THE HISTORY – Both of Liszt’s piano concertos had long incubation periods. No. 1 was apparent in sketches from the early 1830s (possibly even before) and, though ostensibly “complete” by the end of that decade, it was revised repeatedly over the next two and not premiered in its final form until 1855. Liszt, ever preoccupied with structural innovation and recalling an 1836 admonishment by Robert Schumann to “invent a new form”, chose to set his concerto as a continuous flow of ideas rather than a standard three-movement work with breaks in between. Compared to the nearly contemporaneous Concerto No. 2 which, according to the previously quoted essayist Michael Steinberg is “for poet’s only”, No. 1 is a simple dazzler for any “keyboard athlete.” We should be careful, however, not to let assessments of this music’s showy nature (which are common and fair) blind us to its truly novel formal accomplishments. Other composers certainly noticed and, as with so much of what Liszt did throughout his composing life, they saw glimpses of the future in his intrepid, boisterous spirit. He well knew this about himself and cultivated it carefully. In fact, a wonderful legend about the concerto’s opening theme plays neatly into the notion of Liszt as a man fully aware, and perhaps a bit protective, of his place in the vanguard. According to the lore, Liszt and his son-in-law Hans von Bülow put secret words to the notes which (translated) say “None of you understand this, haha!” That dismissal, if true, seemed to predict and then casually wave away the opinion of critics and colleagues that Concerto No. 1 lacked the “poetry” mentioned above. It also baked in a reminder that, for all his swagger and fame, Liszt was an artist of incredible intellectual depth, and one willing to remind you of such if you forgot.
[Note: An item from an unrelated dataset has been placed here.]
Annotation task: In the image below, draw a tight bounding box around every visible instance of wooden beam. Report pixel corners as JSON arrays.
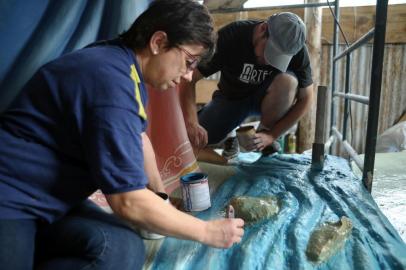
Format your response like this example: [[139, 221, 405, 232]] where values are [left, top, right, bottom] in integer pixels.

THE WORLD – Elsewhere in 1855, Alexander II ascended to the Russian throne, The Daily Telegraph began publication in London, and the first bridge over the Mississippi River was constructed in Minneapolis.
THE CONNECTION – Liszt’s Piano Concerto No. 1 was most recently performed by the Utah Symphony in 2007 with Keith Lockhart on the podium and Lisa de la Salle as soloist.